# What size pressure washer and tip do I clean a deck with?



## jimb317 (Apr 4, 2006)

I have to prepare my deck for stain. It has stain on it already. I was looking to buy a pressure washer. What a size p.w. would be good. What size tip to clean it with? I don't want to ruin the wood or have to sand it by using the wrong combination and causing more damage than good.
Seeing I would use it on my deck and a few things around the house (cleaning siding). I am not a paint contracrtor so I wouldn't need it for more than that.


----------



## Builtbybeck (Feb 2, 2006)

*Wash*

Jimb,
I think your local tool rental place might be a good chioce. Your not going to be able to justify buying the model that will do a really fast job. You should be able to rent a 3000-3800psi model with a rotating 0deg tip for aroung $50 bucks a day. Tearing up the wood has more to do with how close you hold the spray than the overall preasure. If you really want a preasure washer for around the house clean-up there are some pretty good electric homeowner units. It will just take longer to get the job done. We have one around here made by Black and Decker its 110 volt and has a non changeable rotating tip. I rolled my eyes the first time I saw it, but once in a while it is more handy for small jobs than the full size gas units.


----------



## bigchaz (Jun 17, 2006)

Are you planning on staining it with the same stain thats on there now? How old is it? What brand? Is it a solid or semi? oil or acyrlic? What shape is the stain in? Peeling, cracking, etc? Lots of dirt, mold?

Im too lazy to type up a how to, but cleaning your deck has more to do with the right chemical than the pressure washer. And NEVER EVER NEVER NEVER use a 0 degree tip or heck even a 15 degree for wood. If the stain is still in good shape you can get away with a LIGHT bleach and soap solution to clean. If the deck is small even, just get a deck cleaner from the store. Most of them are the same and chances are its bleach anyway, just make sure you dilute it properly. If you do use a pressure washer its simply for rinsing. If you are simply buying one for use around the house a basic 2.5 gpm 2500 psi machine works fine. Itll take a bit longer than a larger gpm, but for twice a year use or something, itll fit the bill.


----------



## Teetorbilt (Feb 12, 2004)

bigchaz nailed it. I bought the TroyBilt/Honda/2500 for less than $300 and it works fine as a homeowner tool. I haven't tried it but the 0 tip should go through a 2X in a few seconds.

The Honda is quiet and has started first-pull everytime.


----------



## PressurePros (Jul 3, 2006)

I'm covering my eyes the above zero degree turbo nozzle post is not visible.. very bad advice. 

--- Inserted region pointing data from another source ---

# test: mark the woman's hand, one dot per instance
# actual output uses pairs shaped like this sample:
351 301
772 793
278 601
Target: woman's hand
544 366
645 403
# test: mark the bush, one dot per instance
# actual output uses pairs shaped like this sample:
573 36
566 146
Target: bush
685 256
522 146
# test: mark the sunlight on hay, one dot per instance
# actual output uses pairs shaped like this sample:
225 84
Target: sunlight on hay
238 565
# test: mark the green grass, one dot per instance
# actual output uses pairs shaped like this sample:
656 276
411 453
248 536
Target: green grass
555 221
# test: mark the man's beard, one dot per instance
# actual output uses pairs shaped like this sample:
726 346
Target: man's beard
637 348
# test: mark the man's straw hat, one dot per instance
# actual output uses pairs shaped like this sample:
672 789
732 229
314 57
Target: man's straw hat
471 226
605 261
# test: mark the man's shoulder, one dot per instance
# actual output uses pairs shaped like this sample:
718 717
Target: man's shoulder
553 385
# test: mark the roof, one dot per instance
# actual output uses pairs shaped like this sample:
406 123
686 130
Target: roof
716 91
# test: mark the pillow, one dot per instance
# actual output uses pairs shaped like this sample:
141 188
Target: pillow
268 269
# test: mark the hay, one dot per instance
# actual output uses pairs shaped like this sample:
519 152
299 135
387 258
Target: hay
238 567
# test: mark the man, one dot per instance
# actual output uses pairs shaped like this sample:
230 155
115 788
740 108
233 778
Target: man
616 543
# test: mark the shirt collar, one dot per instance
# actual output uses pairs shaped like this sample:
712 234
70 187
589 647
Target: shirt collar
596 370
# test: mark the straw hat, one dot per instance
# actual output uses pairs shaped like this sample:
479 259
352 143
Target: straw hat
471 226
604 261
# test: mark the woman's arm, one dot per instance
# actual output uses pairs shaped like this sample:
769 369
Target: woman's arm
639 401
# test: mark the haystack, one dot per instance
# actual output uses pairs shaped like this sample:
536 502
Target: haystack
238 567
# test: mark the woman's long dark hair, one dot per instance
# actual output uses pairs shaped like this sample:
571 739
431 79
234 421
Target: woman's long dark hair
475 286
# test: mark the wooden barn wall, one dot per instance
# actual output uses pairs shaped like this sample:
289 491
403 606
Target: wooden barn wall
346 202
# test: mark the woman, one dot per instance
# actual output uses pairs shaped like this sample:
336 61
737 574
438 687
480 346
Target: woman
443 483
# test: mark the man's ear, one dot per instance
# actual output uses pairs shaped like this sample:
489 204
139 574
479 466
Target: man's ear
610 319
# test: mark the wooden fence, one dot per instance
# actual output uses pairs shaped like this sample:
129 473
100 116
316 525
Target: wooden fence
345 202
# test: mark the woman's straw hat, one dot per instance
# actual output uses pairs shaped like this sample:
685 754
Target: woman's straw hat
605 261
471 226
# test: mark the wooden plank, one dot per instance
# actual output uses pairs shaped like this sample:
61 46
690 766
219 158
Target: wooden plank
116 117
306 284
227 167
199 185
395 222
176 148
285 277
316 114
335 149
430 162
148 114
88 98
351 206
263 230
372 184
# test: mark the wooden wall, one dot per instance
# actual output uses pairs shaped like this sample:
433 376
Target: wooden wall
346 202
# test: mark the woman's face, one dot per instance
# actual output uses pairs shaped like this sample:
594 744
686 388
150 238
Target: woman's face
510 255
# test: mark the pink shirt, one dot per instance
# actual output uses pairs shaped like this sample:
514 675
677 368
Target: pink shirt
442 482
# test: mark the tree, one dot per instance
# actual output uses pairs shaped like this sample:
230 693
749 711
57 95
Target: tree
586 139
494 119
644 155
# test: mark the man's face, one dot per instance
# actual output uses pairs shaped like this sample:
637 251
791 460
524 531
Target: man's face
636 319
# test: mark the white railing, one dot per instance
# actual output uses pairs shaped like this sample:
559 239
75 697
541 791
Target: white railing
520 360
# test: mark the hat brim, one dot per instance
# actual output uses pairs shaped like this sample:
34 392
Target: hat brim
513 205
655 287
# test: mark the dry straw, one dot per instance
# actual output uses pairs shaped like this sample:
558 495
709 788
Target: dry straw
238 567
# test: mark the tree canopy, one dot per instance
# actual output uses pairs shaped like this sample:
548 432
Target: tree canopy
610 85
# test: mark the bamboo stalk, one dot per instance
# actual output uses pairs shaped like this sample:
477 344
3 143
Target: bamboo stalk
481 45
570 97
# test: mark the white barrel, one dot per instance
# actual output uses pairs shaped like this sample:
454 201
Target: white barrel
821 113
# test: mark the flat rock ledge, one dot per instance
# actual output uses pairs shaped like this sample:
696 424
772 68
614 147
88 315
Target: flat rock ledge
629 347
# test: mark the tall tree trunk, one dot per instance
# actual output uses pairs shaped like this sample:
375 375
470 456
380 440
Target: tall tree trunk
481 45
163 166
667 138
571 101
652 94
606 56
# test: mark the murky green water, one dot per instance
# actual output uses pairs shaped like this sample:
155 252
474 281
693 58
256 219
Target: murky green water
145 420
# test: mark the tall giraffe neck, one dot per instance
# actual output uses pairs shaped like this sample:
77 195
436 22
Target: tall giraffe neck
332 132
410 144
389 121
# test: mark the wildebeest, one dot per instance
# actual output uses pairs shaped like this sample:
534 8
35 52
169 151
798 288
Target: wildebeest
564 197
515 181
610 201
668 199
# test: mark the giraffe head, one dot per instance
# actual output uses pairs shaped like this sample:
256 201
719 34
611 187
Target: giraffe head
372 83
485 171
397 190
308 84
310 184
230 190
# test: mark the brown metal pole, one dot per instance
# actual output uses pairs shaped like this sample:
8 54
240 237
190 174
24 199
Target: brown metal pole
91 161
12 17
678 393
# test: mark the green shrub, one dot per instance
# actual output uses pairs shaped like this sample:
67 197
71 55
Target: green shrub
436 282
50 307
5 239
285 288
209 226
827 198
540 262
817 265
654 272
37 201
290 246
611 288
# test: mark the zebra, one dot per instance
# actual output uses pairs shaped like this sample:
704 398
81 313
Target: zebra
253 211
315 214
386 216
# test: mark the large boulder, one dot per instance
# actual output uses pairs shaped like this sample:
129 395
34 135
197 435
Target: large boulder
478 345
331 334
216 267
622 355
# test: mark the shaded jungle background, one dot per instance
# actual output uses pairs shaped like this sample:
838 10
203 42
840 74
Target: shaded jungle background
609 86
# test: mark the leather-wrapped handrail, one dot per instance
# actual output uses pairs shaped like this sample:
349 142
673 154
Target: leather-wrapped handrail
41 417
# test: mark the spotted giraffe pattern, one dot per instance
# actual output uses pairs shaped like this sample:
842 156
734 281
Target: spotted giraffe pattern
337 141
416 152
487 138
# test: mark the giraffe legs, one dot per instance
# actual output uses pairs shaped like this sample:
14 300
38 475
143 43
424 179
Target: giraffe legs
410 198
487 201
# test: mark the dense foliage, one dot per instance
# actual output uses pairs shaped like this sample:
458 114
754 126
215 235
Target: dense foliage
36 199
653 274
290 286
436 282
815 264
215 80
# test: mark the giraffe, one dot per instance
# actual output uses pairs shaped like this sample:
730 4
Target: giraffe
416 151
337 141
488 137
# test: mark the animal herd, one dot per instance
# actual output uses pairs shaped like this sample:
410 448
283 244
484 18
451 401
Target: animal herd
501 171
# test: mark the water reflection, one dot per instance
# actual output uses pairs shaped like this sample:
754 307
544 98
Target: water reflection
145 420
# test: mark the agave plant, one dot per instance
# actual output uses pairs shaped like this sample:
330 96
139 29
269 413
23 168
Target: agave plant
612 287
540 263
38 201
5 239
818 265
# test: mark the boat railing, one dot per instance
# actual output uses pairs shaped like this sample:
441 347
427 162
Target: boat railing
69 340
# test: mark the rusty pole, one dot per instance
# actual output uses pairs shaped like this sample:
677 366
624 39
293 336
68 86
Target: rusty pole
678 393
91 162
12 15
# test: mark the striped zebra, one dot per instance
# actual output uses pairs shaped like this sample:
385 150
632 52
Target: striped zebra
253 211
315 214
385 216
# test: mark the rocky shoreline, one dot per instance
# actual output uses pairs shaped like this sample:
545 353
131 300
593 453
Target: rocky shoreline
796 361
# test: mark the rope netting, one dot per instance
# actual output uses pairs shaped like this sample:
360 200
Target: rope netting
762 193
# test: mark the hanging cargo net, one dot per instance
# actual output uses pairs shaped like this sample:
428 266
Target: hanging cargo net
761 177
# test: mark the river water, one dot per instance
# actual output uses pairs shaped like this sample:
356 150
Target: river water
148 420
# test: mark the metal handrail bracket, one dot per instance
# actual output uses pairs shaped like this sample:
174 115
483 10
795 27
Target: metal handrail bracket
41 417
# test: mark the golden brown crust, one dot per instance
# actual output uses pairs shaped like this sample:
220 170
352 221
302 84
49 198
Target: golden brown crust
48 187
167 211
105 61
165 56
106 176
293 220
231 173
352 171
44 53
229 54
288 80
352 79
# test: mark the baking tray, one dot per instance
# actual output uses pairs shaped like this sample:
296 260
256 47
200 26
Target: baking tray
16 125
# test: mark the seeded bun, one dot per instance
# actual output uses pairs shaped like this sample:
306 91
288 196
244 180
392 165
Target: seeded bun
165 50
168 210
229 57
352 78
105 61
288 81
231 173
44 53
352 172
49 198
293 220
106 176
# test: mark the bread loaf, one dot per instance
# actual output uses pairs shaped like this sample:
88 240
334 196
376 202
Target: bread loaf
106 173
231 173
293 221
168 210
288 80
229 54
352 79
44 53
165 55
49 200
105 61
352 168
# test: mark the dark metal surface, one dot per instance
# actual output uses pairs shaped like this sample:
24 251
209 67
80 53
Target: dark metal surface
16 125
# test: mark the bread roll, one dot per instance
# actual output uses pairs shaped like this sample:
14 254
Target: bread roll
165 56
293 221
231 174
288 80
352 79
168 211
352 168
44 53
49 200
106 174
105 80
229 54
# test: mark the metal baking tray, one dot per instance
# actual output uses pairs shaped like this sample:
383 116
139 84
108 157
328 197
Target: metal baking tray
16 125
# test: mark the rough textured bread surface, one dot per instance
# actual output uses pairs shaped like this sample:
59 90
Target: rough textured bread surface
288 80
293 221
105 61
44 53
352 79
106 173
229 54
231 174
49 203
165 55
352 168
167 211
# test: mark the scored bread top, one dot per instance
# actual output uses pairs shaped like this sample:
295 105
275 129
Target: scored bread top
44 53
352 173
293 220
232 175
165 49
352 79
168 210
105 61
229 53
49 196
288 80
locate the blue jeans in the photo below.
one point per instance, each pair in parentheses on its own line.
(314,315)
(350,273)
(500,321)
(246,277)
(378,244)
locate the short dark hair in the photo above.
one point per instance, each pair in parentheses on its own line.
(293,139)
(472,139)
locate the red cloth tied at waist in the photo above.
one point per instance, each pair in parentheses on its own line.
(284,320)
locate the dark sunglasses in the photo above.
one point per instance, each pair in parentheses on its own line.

Pressure is determined by gpm and nozzle size. On one of my machines a 4012 (40 degree spread, #12 orifice) yields about 800 psi at the tip. Plenty for wood cleaning. If you buy a small machine for HO duty check on the net for a nozzle sizing chart. A little 2.something gpm sprayer may require a nozle as small as 4006 to generate even a little pressure

I don't agree with chaz on the bleach.. I kow Chaz well and I think he is a smart kid but he has not been around long enough doing wood to see what bleach does to it and how it affects stain life. But then again, to be fair, there are still advocates of bleach use that have more time in the field than I have. Opinions are all over the place on it. I base my opinions on what I have witnessed in the field, the condition of wood treated with bleach and the life of sealers where I have prepped with a bleach mix. I'm not willing to sacrifice my deck or my customer's decks for ease or saved material cost.


----------



## gideond (May 17, 2007)

I only recommend bleach now if mold or mildew are a concern. If you think you have these bleach is the only sure way to make sure you kill it. Mix it light though, 1 QT bleach to 1 GAL of water. If mold and mildew are not present, a good cleaner like Wolman DeckBrite is a better idea. That said, Sikkens for one, still puts the bleach solution in their application guides as the recommended procedure. I think it's more to cover their butts on the mold/mildew issues than anything else.


----------



## Teetorbilt (Feb 12, 2004)

I'm not sure where others are going but bleach for wood is generally Oxalic acid as opposed to Chlorine.


----------



## PressurePros (Jul 3, 2006)

Teetor,

Bleach as I refer to it is sodium hypochlorite. I have sen oxalic acid marketed as wood bleach but that is misleading to an extent. Oxalic acid is also not a wonderful cleaner in itself. Its a good balancing agent and excellent for following a percarbonate based cleaner (like the Wolman Deck Brite mentioned above. Percarbonate is classified as a mold killing agent btw) The acidic stage makes any mold spores left in the wood have to survive in a hostile enviroment. They don't like that and die off.


----------



## boman47k (Oct 13, 2006)

Years ago when I managed a gas station one summer, we used a waterbroom to clean the lot. This thing was made of pvc like stuff and seemed to work pretty well for general cleaning. I thought one would serve as an alternative to power washers for ho's that just need to clean once or twice a year. But from what I have seen so far online, they are kind of pricey. Anyone ever used one of these that just hook up to a hose? Haven't seen one in many years around here.


----------



## bigchaz (Jun 17, 2006)

Listen to Ken on the bleach stuff. Ill be honest, ive never really used bleach for wood, but thats because 95 percent of the decks I get require stripping the old finish off. For some reason bleach is always on the tip of my tounge and turns out to be easier to recommend to people asking about cleaning their deck. But truthfully, If you want to clean it right, check out the second link in pressurepros signature. Its a two step powder similar to what most contractors use. Although if your stain is in bad shape you do risk that the cleaning will take off the old sealer.


----------



## jimb317 (Apr 4, 2006)

I purchased my house 1 1/2 years ago. Foreclosure, so I don't know the old owners to ask any questions. The stain is mainly faded, it isn't peeling and I don't see any mold. no idea what kind of stain it is. I would like to get as close to matching it as posible.
Thanks for the help so far.


----------



## Tmrrptr (Mar 22, 2007)

Bought my 1st PWer at HD, an excel 2500 @ 3gpm for $300.
Great for household projects. cleans off the truck, dirtbikes, boats,
BBQ, kids, and whatever. 3yrs, no probs.
better to charge and monthly to HD than $50 to rental yard.
Use that restore a deck chemical system. it is highly recommended.
Pressure washer w a wide fan tip great for rinsing off the deck.
sharper angle or too close will eat up the wood, and concrete if too close.
r


----------